Falzone, who has spoken at hundreds of universities during her career, says the long dreaded ‘sex talk’ needs to instead be embraced by families as an actual conversation covering consent, love and protection.
In order for parents to teach their children about sex, “they need to first understand themselves and what sex means to them,” Falzone said.
As a mother of an 18-year-old daughter, Falzone is open about sex with her daughter, and vice versa. They discuss birth control methods and feelings that come along with sex, but only when her daughter is ready. After parents feel like they have educated their children sufficiently about sex, their job is done, Falzone said.
“I don’t know if my daughter is having sex, and don’t care,” she said. “I know that I have prepared her though, when and if she makes that decision.”
Raised with the mentality that sex was bad, Falzone went on to spread the opposite message: To be accepting of everyone, no questions asked. The conversation surrounding sex over the past 20 years has changed drastically. She says the culture of sex today is so inclusive, whereas in the past it wasn’t. People were not able to feel safe in their own skin. Today there has been a powerful change throughout the way people encourage others.
“I never thought in my lifetime, [homophobia] would end, but it did,” she said. “I’m in love with your generation, you guys are going to make the changes.”
Falzone began her career in comedy 30 years ago, starting in theater with the intention of becoming an actress. After auditioning for various roles and not getting the parts due to her appearance, she said her roommate encouraged her to attend a stand-up comedy class with comedian Ron Lynch. After one class, she was hooked.

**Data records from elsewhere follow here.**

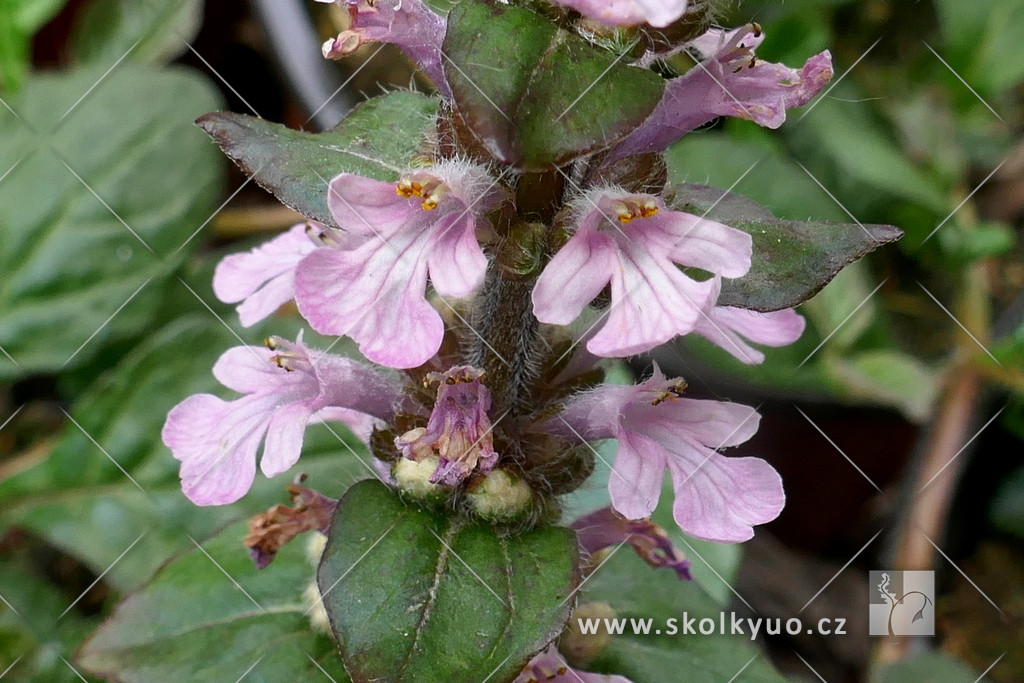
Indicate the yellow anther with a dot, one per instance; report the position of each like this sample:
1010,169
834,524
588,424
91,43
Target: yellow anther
629,210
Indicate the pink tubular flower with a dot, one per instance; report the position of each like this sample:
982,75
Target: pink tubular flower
718,498
603,528
729,328
730,82
459,429
549,667
375,292
263,280
285,387
658,13
409,24
635,243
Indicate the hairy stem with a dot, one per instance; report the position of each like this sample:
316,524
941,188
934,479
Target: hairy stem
506,340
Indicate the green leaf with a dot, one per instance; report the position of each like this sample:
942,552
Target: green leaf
793,260
845,307
19,19
851,145
154,31
636,591
983,43
378,139
536,94
78,266
81,499
33,640
887,377
211,615
424,596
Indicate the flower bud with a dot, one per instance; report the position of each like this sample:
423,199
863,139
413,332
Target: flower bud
500,496
582,648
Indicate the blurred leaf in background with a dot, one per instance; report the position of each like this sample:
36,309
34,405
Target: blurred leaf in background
108,179
18,22
147,31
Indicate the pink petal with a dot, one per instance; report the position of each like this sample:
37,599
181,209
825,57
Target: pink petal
657,13
370,208
457,262
710,245
573,276
651,302
375,295
409,24
635,482
550,667
284,438
246,369
360,425
726,497
777,328
715,424
216,442
730,82
728,328
262,279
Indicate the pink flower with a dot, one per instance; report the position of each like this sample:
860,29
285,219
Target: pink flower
263,280
603,528
730,82
658,13
729,328
717,498
285,387
459,429
375,292
549,667
409,24
635,243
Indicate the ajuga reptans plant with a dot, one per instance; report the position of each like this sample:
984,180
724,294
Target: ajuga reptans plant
489,248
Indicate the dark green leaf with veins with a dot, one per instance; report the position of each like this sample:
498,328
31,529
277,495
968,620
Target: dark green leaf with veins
536,94
417,596
793,259
378,139
211,615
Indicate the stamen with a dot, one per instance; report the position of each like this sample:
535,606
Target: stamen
629,210
424,185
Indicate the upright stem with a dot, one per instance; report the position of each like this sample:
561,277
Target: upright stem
506,339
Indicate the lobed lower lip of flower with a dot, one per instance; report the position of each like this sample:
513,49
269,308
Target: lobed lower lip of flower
424,185
628,210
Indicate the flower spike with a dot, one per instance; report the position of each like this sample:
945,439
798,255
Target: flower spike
730,82
375,292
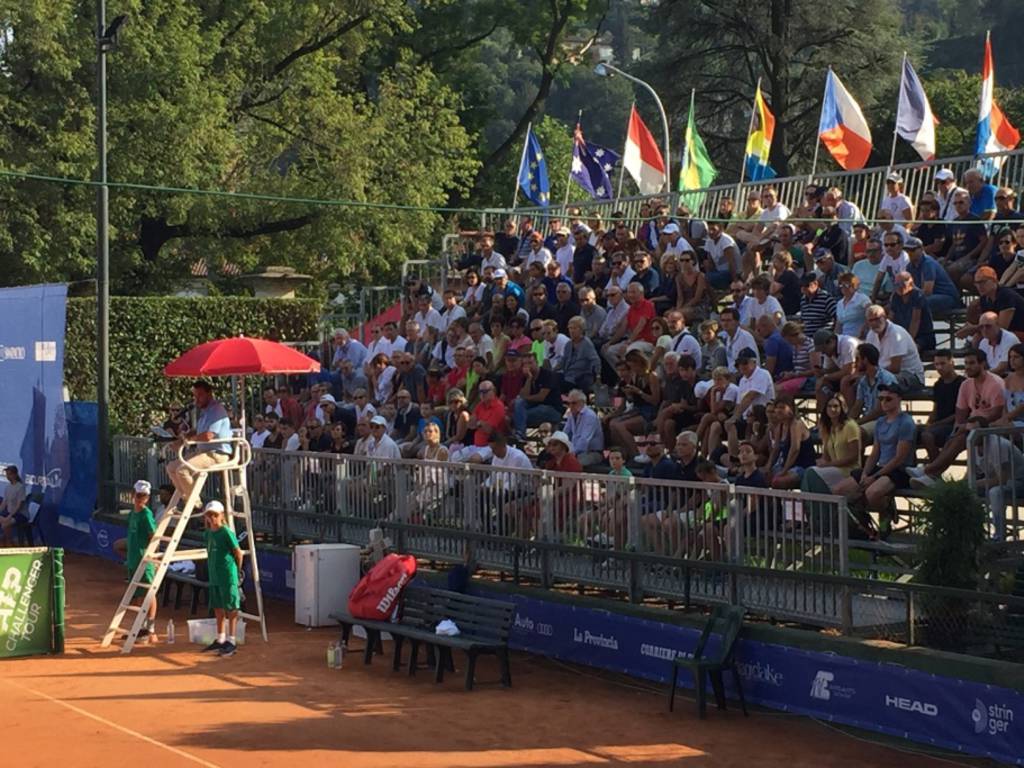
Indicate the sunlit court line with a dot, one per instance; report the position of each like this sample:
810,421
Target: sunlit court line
112,724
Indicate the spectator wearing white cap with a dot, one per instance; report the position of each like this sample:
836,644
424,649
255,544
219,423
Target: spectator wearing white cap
428,318
672,242
583,426
381,445
895,201
945,190
564,248
347,348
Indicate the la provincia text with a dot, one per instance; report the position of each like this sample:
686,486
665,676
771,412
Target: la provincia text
18,612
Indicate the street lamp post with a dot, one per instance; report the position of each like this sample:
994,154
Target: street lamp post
603,69
107,38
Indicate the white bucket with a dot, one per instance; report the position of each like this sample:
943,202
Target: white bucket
204,631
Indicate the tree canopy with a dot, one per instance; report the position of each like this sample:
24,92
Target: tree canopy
283,97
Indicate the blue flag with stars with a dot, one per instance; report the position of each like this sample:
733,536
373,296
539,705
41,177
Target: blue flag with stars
592,166
534,172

She then moved to San Francisco at the time when Robin Williams was on his rise to stardom. Establishing herself in one of the nation’s comedic capitals, she began touring not long after. After getting into the comedy scene, Falzone felt like she wanted to make her voice heard and started in the sex educator scene, first as a way to make money, but then as a passion she’ll never give up.
Combining her love for sex ed and comedy, she began doing standup shows and spoke at colleges.

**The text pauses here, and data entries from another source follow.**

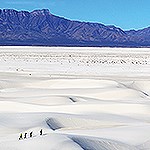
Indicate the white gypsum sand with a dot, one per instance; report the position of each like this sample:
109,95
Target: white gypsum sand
82,98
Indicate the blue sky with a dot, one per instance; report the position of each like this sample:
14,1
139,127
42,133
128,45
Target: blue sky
127,14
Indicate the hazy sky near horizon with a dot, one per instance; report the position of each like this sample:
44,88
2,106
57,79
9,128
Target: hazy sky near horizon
127,14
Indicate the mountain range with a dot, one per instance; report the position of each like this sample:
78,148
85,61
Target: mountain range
41,28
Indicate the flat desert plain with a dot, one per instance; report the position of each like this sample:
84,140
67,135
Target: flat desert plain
81,98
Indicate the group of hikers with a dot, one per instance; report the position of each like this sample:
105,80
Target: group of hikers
30,135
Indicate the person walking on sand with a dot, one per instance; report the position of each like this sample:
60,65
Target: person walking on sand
20,138
25,135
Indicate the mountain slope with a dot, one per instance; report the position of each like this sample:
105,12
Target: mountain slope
40,27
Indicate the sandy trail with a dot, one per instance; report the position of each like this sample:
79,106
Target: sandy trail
82,98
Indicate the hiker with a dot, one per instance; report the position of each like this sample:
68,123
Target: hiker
25,135
20,138
41,132
31,134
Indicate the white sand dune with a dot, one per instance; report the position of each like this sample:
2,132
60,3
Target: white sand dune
82,98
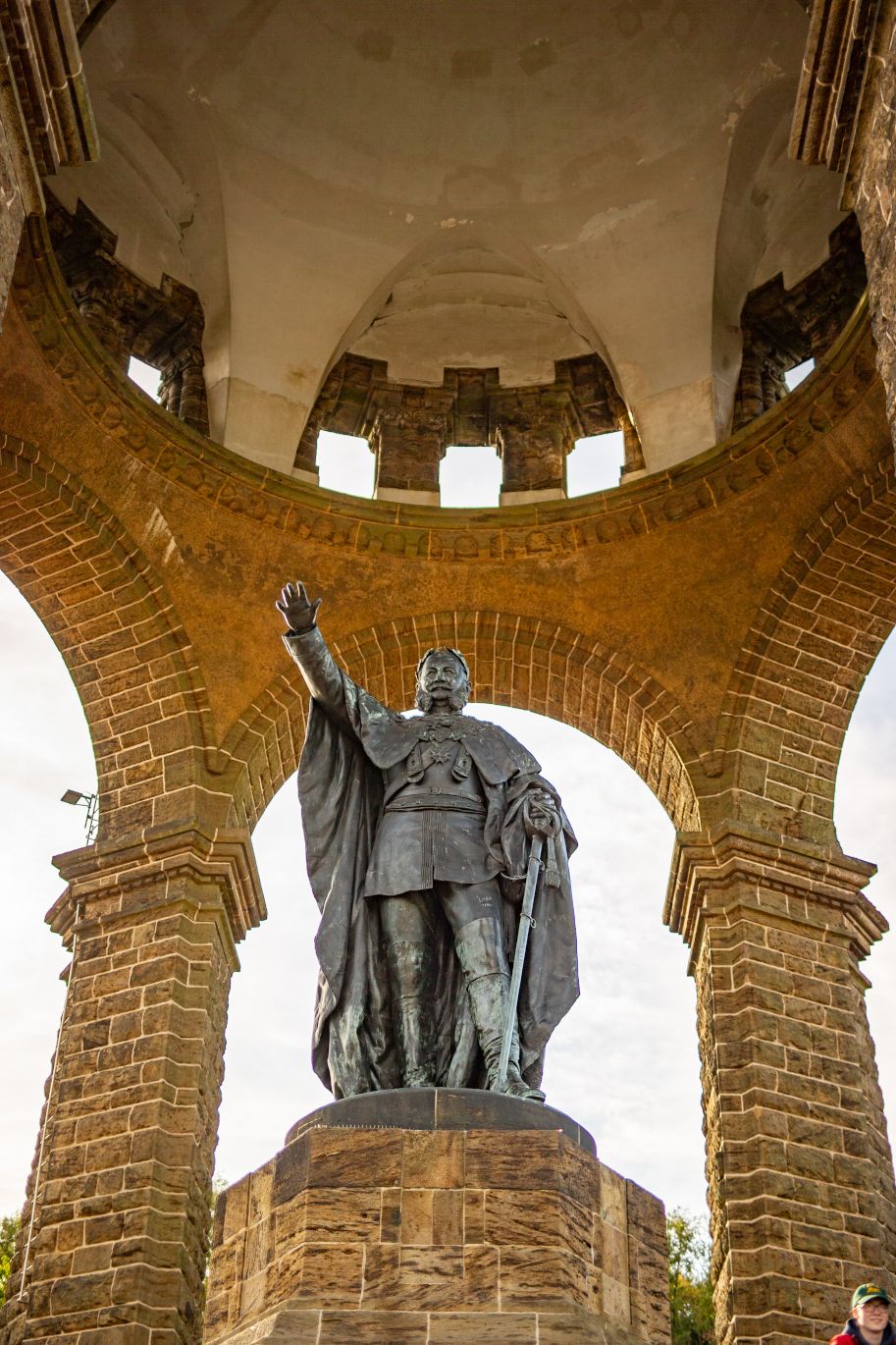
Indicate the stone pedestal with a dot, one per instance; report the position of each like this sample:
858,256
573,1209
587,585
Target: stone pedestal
416,1217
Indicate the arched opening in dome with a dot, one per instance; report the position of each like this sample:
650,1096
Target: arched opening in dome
595,464
603,1064
470,476
46,751
795,375
144,375
345,464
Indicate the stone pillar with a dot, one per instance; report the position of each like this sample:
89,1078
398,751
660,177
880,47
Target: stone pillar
799,1169
115,1227
534,431
873,196
409,437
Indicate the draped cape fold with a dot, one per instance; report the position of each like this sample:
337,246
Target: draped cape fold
341,789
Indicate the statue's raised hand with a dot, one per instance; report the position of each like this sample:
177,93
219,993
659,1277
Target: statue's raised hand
296,610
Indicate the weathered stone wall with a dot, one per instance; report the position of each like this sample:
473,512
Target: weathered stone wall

Through trial and failure with many different audiences, Falzone soon discovered her best audience was college students.
As an advocate for the LGTBQ+ community, Falzone encourages every parent to raise their children surrounded by as much diversity as possible. Whether sex or cultural diversity, she says children deserve to be raised in an accepting environment.
Falzone believes we should allow men to be “vulnerable” and girls to be tough.
While much progress has been made, Falzone says there’s still a level of taboo surrounding sex that has been around for years. She says what matters most is that everyone involved is okay with what’s taking place in bed.
“I am not okay with sexual assault. I am not okay with pedophilia. I am okay with consent,” she said.
Facing a terminal prognosis, Falzone says her dying wish “is that we don’t teach sex ed in school.” The reason being that Falzone says it’s far more important for this education to be taught in the house by parents beginning at infancy, by first learning anatomy and through childhood.
In terms of the #MeToo movement, Falzone is a believer that social media has been positive because it gives victims an anonymous voice that they didn’t previously have access to.
Falzone, a comedic sex educator, is someone confident in how she has spread her beliefs during her career — and how she continues to do so with the time she has left.
“I have made a difference and I want it to continue even after I’m gone,” Falzone said, tearing up.